Publisher | Springer |
Authors | Huy Nguyen, Fabio Di Troia, Genya Ishigaki and Mark Stamp |
Year | 2023 |
Cost | Free |
Themes | APTs, Attackers, Malware, Machine Learning, Malware Analysis, Malware Classification, Generative Adversarial Networks, Malware Detection |
Overview
For efficient removal of malware and accurate assessment of its threat level and potential damage, the classification of malware families is crucial. In this research paper, the authors propose a method that involves extracting features from malware executable files and representing them as images using various techniques.

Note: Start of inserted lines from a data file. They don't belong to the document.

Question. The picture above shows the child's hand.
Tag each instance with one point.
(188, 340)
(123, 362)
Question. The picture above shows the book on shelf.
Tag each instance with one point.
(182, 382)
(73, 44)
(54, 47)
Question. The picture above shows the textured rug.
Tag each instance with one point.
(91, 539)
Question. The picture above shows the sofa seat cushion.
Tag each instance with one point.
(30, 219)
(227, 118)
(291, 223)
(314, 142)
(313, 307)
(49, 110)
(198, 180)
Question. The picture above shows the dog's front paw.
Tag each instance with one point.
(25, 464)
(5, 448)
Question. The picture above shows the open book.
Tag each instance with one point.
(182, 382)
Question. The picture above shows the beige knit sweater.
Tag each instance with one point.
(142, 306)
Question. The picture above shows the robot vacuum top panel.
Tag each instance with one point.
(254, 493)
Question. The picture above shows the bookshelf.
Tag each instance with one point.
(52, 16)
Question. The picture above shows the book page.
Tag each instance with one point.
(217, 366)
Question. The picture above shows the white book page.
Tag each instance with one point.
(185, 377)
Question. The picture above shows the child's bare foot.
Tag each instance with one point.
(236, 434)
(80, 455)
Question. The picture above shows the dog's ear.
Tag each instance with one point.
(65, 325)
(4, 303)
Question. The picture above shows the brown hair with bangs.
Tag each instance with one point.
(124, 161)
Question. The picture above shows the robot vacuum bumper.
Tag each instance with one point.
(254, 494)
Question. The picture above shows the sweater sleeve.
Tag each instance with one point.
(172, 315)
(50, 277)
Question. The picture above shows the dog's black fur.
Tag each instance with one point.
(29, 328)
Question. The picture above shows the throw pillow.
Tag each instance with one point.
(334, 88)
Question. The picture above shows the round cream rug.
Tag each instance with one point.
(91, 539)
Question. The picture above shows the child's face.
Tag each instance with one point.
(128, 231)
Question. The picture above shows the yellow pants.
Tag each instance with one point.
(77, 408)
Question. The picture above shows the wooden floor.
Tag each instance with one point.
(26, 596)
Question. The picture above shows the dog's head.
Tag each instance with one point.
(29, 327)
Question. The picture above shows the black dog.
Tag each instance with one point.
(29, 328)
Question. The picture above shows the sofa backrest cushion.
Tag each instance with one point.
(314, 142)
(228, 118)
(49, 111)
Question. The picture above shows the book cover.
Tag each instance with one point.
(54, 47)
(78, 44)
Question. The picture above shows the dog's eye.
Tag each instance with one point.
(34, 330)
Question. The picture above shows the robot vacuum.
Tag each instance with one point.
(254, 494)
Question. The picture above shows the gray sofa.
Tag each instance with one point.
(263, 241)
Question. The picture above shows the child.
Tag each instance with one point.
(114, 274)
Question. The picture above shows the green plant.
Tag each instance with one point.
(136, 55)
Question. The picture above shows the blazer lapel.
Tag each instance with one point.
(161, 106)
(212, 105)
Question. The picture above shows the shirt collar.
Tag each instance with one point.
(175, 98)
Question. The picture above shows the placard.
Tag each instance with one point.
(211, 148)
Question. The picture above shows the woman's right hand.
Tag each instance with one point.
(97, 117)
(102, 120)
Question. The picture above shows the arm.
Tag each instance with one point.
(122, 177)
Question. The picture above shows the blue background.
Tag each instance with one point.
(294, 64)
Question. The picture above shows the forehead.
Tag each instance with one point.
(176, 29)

They specifically focus on generative adversarial networks (GAN) for multiclass classification and compare the performance of their GAN model with other popular machine learning algorithms such as support vector machine (SVM), XGBoost, and restricted Boltzmann machines (RBM).
The study reveals that the discriminator of the AC-GAN model performs competitively compared to the other machine learning techniques. Additionally, the researchers investigate the effectiveness of the GAN generative model for adversarial attacks in image-based malware detection.
Despite the visually impressive images generated by the AC-GAN, the study finds that these generated images can be easily distinguished from real malware images using various learning techniques. This suggests that the GAN-generated images have limited value in adversarial attacks.